El mundo perdió un torero, pero ganó un empresario hábil en el 'arte de cúchares. No necesita el descabello por ser un tipo fino con el estoque, atento al mínimo movimiento o arqueo de cejas, conocedor de los usos y costumbres de todos los clientes que franquean el umbral de su puerta: para Panino, su oloroso y sus olivas, aquel otro desea flamenquín sin mahonesa y para doña Julia el vermú manchado con un tiento de ginebra seca. Conoce a todo el vecindario, y presume de haberse convertido en el secretario, a su entera disposición para cualquier mandado, depósito o consigna, siempre que tengan alguna necesidad doméstica o quieran confiarle unas llaves, un paquete o alguna confidencia. Vamos, lo que viene siendo un bar honrado de toda la vida.

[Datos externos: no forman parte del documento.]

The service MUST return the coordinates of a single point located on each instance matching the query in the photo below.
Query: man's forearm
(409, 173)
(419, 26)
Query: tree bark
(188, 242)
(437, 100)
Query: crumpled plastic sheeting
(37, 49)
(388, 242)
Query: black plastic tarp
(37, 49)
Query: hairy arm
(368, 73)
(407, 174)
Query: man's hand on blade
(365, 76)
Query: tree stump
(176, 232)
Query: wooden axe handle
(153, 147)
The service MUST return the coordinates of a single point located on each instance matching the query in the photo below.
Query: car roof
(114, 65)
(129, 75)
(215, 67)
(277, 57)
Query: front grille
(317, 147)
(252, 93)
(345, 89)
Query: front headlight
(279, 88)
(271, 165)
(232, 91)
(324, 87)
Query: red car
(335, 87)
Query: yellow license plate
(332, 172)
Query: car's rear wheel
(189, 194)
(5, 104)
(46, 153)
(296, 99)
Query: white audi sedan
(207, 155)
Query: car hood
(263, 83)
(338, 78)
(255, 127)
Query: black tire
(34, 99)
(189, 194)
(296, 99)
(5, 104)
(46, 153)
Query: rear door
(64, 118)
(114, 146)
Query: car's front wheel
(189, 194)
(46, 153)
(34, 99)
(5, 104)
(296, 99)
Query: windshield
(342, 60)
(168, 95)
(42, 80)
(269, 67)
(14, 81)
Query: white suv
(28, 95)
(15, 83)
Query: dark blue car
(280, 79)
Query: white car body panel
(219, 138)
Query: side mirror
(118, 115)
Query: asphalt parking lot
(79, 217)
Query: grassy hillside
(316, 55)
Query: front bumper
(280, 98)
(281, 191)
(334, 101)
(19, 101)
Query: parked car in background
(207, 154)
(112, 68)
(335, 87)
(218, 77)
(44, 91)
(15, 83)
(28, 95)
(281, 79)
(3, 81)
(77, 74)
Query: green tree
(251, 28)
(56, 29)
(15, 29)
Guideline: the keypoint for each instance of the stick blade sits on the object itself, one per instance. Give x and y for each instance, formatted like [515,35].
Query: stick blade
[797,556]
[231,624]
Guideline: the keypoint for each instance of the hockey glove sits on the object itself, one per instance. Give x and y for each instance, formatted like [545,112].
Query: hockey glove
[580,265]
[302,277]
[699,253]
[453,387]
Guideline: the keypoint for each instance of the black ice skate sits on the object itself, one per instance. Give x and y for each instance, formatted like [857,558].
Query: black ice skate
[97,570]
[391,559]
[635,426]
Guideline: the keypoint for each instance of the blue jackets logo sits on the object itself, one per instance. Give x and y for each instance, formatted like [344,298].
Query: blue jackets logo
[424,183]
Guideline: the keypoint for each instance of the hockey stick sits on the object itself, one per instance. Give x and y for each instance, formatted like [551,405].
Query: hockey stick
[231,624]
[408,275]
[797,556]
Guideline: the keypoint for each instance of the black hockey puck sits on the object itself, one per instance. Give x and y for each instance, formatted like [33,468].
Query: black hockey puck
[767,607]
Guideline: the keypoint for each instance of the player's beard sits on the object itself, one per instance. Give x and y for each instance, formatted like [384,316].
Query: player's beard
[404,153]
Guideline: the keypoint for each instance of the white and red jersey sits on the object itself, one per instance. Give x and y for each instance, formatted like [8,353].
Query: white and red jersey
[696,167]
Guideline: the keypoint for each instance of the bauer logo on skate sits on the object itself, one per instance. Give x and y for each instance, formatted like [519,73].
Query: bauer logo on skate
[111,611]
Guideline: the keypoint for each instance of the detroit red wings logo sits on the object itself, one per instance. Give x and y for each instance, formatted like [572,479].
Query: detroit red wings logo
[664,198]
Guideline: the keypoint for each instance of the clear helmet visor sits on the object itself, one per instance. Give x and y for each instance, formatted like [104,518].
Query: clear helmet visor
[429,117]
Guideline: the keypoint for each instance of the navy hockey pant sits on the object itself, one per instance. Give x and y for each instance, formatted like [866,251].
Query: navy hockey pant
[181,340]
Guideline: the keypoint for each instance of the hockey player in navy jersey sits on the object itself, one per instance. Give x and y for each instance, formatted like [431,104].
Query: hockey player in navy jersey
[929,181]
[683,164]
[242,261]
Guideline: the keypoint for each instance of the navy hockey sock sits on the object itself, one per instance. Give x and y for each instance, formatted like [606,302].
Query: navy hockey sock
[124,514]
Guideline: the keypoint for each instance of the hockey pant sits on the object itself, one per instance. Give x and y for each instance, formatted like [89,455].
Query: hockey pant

Manolo mantienen la esencia original, el gracejo y la profesionalidad, orgulloso de que los jefes de su tinglado seamos nosotros, sus clientes. Y que así sea por muchos años y lo veamos y nos asombre con su arte, su verbo, su cordón blue, pez espada a la casera, gambas al ajillo y su merluza a la romana, por los siglos de los siglos.